August.7,2002 元ちとせのカヴァー曲

        元ちとせが大人気だ。私も今年の始め頃、デビュー曲『ワダツミの木』をラジオで耳にして、すっかり気に入ってしまい、アルバムが出たら買おうと思っていた。その後、第2弾シングル『君ヲ想フ』を耳にしたときもやっぱり感動してしまって、こうなると早くアルバムが出ないかと心待ちにする日々が続くことになった。そして、ようやく先月1枚目のアルバム『ハイヌミカゼ』が発売になった。早速買い込んで、その日以来、もうこのアルバム以外のCDは聴かない日々が続くことになった。シングル・ヒットの2曲以外でも、収録曲10曲全てが気に入った。こういうことはなかなか無い。それだけ元ちとせに夢中になってしまったということなのだろう。

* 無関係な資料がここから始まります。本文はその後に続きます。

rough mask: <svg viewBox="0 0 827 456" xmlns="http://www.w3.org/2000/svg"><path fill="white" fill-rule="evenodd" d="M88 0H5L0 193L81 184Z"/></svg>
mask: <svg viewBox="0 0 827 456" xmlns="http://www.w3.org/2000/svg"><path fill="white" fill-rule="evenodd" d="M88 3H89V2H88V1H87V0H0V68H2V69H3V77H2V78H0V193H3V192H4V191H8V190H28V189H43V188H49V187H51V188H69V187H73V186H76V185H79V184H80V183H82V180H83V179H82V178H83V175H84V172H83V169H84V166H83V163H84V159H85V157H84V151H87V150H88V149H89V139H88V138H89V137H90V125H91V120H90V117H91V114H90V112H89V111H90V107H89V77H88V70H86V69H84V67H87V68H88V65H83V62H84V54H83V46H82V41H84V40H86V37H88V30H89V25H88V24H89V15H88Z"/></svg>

        特に寝る前に布団に入って電気を消し、元ちとせを静かに流していると気持ちがいい。彼女のファルセットが、疲れた心と体を癒してくれるようなのだ。そのうちに、この10曲だけじゃなく、彼女の違う歌がもっと聴きたいという欲求が出てきた。CDショップに行ってみると、アララ、知らなかった。2枚のシングルは、タイトル曲以外に、それぞれ2曲ずつカップリング曲が入っていて、それらはアルバムには収録されていない曲だと知ったのだ。衝動的にこの2枚のシングルまで購入。急いで家へ帰って、聴き込んでしまった。

        そこでびっくりしたのが『君を想フ』の方には、『BLUE』という曲が入っていて、聴いてみたら英語の曲だった。クレジットを見たら、ジョニ・ミッチェル。なっ、何だってえー! ジョニ・ミッチェルはあまり私の趣味ではないので1枚もCDを持っていない。こうなると止まらなくなってしまうのが私の悪い性格で、翌日今度はジョニ・ミッチェルの『BLUE』を求めて再びCDショップへ。『BLUE』は1971年のアルバム『BLUE』に収録されていた。ジョニ・ミッチェルはピアノ一台をバック、元ちとせはギター一本をバックにしている違いがある。きっとジョニ・ミッチェルのファンは、こういう歌い方をされると違和感を感じるかも知れないが、最初に元ちとせでこの曲を聴いてしまったあとの私には、元ちとせのヴァージョンの方がしっくり来る。

        さて、これからが大変だった。なんと、なぜ気がつかなかったのかわからないが、元ちとせには、この3枚以外にもインディーズ時代に残したCDが2枚存在することを突然に気がついたのである。それも、ごく普通にCDショップの棚に置いてあった。『元ちとせ』 『コトノハ』の2枚である。「うわー」と大喜びして、迷わずに購入。封を開いて愕然とした。『元ちとせ』の方は6曲全てがカヴァー曲なのである。山崎将義の『名前のない鳥』、あがた森魚『冬のサナトリウム』はわかるとして、外国の曲が4曲。シュガーキューブスの『Birthday』、ルー・リードの『Sweet Jane』、おお、『つづれおり』に入っていたキャロル・キングの『Home Again』、そして、そして何とジミ・ヘンドリックスの『Little Wing』! 

        この中で原曲を持っていないのはシューガーキューブだけ。今、シュガーキューブを買いに行こうかどうか迷っている。あの苦しそうに歌っていたジミ・ヘンドリックスの『Little Wing』が、今、元ちとせによって流れている。とてもあの曲とは思えないような優しい歌声である。ああ、私の心が癒されていく。もういい、もういい。しばらくは元ちとせだけを聴いていよう。